Capital export, both legal and illegal, whereby Russian citizens and companies take money out of the country or transfer it abroad, instead of investing or keeping it in the country, has long been regarded a matter of great concern by both the Russian authorities and the Russian press. When the Central Bank published its latest data on this score, the press took a purely negative view, forgetting that only a few months previously they had written in rapturous tones about money leaving the country.
Unsurprisingly the devil is in the detail, the terminology. The phrase "capital outflow" has a negative connotation in Russia, as it is associated with the tumultuous privatization drive in the 1990s, when huge fortunes were made virtually out of nothing and suddenly vanished into offshore zones. Most of the capital outflow of those years was illegal and was therefore called "national wealth drain." However, that outflow has little in common with the legal export of capital today, when Russian companies have started expanding into global markets.
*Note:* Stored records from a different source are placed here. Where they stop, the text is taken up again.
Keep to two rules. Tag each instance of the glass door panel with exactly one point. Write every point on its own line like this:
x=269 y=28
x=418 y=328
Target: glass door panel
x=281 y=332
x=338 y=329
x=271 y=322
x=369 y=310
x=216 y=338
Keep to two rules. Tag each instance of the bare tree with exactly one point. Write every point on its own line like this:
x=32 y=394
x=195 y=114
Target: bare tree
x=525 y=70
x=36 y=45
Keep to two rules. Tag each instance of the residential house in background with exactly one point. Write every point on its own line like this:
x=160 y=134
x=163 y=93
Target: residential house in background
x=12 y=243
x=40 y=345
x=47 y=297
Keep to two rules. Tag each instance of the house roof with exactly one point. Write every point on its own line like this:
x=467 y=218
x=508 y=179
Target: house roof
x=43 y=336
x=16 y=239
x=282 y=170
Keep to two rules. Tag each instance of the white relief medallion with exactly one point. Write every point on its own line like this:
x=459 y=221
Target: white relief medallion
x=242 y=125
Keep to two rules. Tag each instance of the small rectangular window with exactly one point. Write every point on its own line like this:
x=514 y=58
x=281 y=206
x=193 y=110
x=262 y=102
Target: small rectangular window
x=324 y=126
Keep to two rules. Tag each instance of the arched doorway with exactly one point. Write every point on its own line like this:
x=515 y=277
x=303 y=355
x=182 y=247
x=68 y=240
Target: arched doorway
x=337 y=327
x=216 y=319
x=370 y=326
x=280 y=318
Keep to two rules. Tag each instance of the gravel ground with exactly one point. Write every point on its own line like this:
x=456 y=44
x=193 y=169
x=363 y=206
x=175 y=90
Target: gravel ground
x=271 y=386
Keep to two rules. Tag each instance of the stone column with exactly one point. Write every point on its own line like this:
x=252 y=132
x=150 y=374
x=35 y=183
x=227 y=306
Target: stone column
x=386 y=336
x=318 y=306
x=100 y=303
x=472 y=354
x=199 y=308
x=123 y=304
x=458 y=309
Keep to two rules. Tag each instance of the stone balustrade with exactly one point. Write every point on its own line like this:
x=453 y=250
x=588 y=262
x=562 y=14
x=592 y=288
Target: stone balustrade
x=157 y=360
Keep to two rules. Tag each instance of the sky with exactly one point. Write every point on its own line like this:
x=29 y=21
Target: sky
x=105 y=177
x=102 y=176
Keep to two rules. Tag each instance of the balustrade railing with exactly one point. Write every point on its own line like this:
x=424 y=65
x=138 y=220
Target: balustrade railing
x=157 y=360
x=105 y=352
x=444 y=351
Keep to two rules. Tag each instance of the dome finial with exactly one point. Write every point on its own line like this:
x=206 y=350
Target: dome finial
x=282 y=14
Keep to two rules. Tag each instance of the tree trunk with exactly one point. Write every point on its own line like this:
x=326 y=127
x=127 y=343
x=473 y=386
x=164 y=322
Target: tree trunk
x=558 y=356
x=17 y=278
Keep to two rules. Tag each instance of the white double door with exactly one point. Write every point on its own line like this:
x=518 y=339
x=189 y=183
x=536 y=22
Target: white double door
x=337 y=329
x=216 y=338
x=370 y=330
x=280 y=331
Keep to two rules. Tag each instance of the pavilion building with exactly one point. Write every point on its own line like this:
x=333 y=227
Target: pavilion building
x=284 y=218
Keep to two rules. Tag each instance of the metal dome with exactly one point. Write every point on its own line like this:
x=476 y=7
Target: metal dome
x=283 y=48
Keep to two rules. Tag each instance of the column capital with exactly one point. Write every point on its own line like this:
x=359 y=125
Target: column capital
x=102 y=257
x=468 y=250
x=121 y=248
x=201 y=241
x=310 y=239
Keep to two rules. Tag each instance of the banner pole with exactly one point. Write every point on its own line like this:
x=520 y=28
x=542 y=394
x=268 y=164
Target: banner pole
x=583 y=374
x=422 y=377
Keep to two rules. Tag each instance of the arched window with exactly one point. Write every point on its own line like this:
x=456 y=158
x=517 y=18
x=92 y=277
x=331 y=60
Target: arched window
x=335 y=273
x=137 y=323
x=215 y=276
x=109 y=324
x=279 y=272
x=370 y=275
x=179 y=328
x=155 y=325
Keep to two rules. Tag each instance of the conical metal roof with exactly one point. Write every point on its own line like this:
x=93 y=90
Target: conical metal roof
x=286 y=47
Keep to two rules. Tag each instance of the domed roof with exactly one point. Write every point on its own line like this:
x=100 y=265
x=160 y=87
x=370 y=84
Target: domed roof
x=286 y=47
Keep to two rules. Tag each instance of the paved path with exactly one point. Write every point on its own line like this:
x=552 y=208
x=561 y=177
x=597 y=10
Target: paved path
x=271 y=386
Moreover, Russians often regard reports that Russian companies, such as Severstal, Norilsk Nickel or oil giants, have acquired assets abroad as a source of pride. However, some money obviously has to be taken out of the country to buy overseas assets. This is precisely the legal export of capital that has increased so much in the past year.
Undoubtedly, even the legal export of capital is not always positive for the economy since it may (or may not) indicate that businessmen prefer to invest their funds outside Russia to avoid political and economic risks. The thesis that the fourfold increase in capital outflow in 2004 was the result of the "state-initiated persecution" of Yukos and Mikhail Khodorkovsky, its owner and founder, has become widespread. The theory is that the Russian authorities forced many Russian businessmen to look for investment opportunities overseas, where there is no need to fear for these funds' safety.
The main idea that could be extracted from the economics minister's comments is that both the opponents of the government's policy and the government itself have no statistical instrument that could clearly separate "profitable" from "unprofitable" capital export, or Russian capital flight from its expansion. Naturally, this makes political debate on this subject futile, but some detailed calculations would certainly not be out of place.